Addressing the media, Durrani said that the crime scene had innumerable items lying about and specialised army teams were present at the scene to collect evidence which will be analysed scientifically.
He said that the team constituted to investigate the Peshawar school attack was currently working on the available evidence, adding that it had a forensic lab and crime scene investigation officers who were helping to obtain evidence from the scene and analyse it.
He claimed that leads coming from initial investigations into the Peshawar school massacre extend beyond the country's border.
In Tuesday's Taliban attack on the Army Public School in Peshawar that left nearly 150 people, mostly students, dead, militants had been in direct communication with their handler in Afghanistan, Umar Naray, alias Umar Khalifa Adinzai -- a well known commander of the Tehreek-e-Taliban Pakistan's (TTP) Tariq Geedar group.
"He was directing the suicide bombers and the attack group," Dawn online quoted a security official as saying.
"At present, the issue that everyone needs to understand is that we are in a state of war; we are fighting militancy, and all stakeholders and organisations must come together to fight," Durrani said at Thursday's media conference.
"Not only organisations but masses must unite to fight as well, as this is everybody's war," the inspector general said.
Durrani said awareness must be created through the media as the enemy had plunged to the lowest depths. He added that police would also hunt down the companions of militants behind the massacre.
"This is a question of our lives and honour, and we all must unite to protect it. The time for blaming others has passed.

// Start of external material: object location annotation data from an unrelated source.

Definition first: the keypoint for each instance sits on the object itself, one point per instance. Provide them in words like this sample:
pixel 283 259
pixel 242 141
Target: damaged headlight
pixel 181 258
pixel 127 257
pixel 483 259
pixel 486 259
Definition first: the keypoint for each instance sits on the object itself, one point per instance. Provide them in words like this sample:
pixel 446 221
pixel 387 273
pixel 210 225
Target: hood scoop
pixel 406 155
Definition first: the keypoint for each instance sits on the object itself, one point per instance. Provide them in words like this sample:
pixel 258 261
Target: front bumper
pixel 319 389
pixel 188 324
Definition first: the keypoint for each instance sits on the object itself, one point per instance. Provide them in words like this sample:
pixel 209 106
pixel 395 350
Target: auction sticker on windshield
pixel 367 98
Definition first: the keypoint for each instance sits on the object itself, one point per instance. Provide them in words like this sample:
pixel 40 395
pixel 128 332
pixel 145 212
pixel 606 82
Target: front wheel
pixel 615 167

In the absence of passion and vigilance, we cannot fight against terrorism," he added.
Responding to a question whether the attack occurred due to a security lapse on the part of police personnel or armed forces, the Khyber-Pakhtunkhwa police chief said everyone was responsible for the loss and people must unite and forget whose failure it was.
"Armed forces are also fighting gallantly in Khyber," Durrani said.
Speaking about the role of police, he said approximately four to five policemen are martyred every week.